Land acknowledgements at the beginning of events tend to be performative. The third-most populous county in Colorado and the county in which most Aurorans live is called ARAPAHOE County – what more of a land acknowledgment can you get? As Far East Aurora develops, boring and placeless street names like 26th Avenue and 56th Avenue could be given Native American names. These would be permanent acknowledgements, attached to actual land – obviating the need for vapid, performative meeting openers.

Rhyan
Rhyan
1 month ago

All well said. It’s easy to shoot down a proposal that does not benefit you or align with your “values.” If it was God’s then we should do more to acknowledge that one group of people did not abide by God’s law by stealing and murdering others (a few of the very 10 commandments the Christian law makers abide by) for their means, while also coveting land that did not belong to them. The enslavement, entrapment, and mass killings of the indigenous people isn’t “of God,” nor is the idea that the land was “conquered for all racial groups” a reason to reject the truth of the European ancestors. No one wants to teach history. If that is the case, why don’t we remove history from the public school system to avoid discussing the issues that make us feel icky and allow us to stay in blissful ignorance because the simple acknowledgement of any truth is just too much for the current people on this planet. Lest of course, until we repeat the same actions of our ancestors because of the lack of history. Bravo Aurora council people, thanks for once again for displaying your lack of critical thinking, insight, and over humanity. God forbid you apply your primary education to a simple issue because of how it makes you “feel.”

DICK MOORE
1 month ago

Thank You, Danielle and Council for eliminating these non governmental, non essential, time consuming projects from going forward. Please continue to use your time to make Aurora more safe as crime is really out of control here in Aurora.

Strange how it’s the four socialists that seemed to really like this idea. Please keep the Council dealing only with true useful governmental issues. This certainly should be one of those non governmental issues.

Karen Kokos
Karen Kokos
1 month ago

Mr. Perry – Well said! Thank you.

Booster Blake
Booster Blake
1 month ago

Wow! I was suitably impressed by Mr. Perry’s writing style. It was witty and informative, more than I would’ve expected from a local ezine. Well done.

As to your point, I’m flabbergasted by anyone denying that this land was stolen. That is some pretty hardcore cognitive dissonance right there. Usually, I hear the much more common and reasonable rationale: Well, history is full of bloodshed and violence. Conquering other peoples was part of the norm centuries ago. Can’t judge history’s mistakes by today’s standards.

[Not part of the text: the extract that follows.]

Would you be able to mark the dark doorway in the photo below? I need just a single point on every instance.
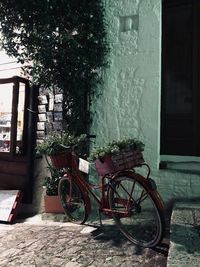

But all they were asking for is an acknowledgement. I assume as one step closer to reparations, which we should make because we owe it to them. There’s no argument on whether we stole the land, the argument is what we owe them now for having done so.

Beverly Bennett
Beverly Bennett
28 days ago

I emailed Councilwoman Lawson about her opposition of the proclamation, which if you read it is nothing! It’s very well-stated and completely harmless. She replied in part that she was getting text messages during the meeting from people opposed. I was dubious that she was on her cell phone, but said that if she was, it seemed like a violation of the sunshine law re: public meetings. She told me to go ahead and file a complaint. This was very unkind treatment of a constituent who went to the trouble of contacting her.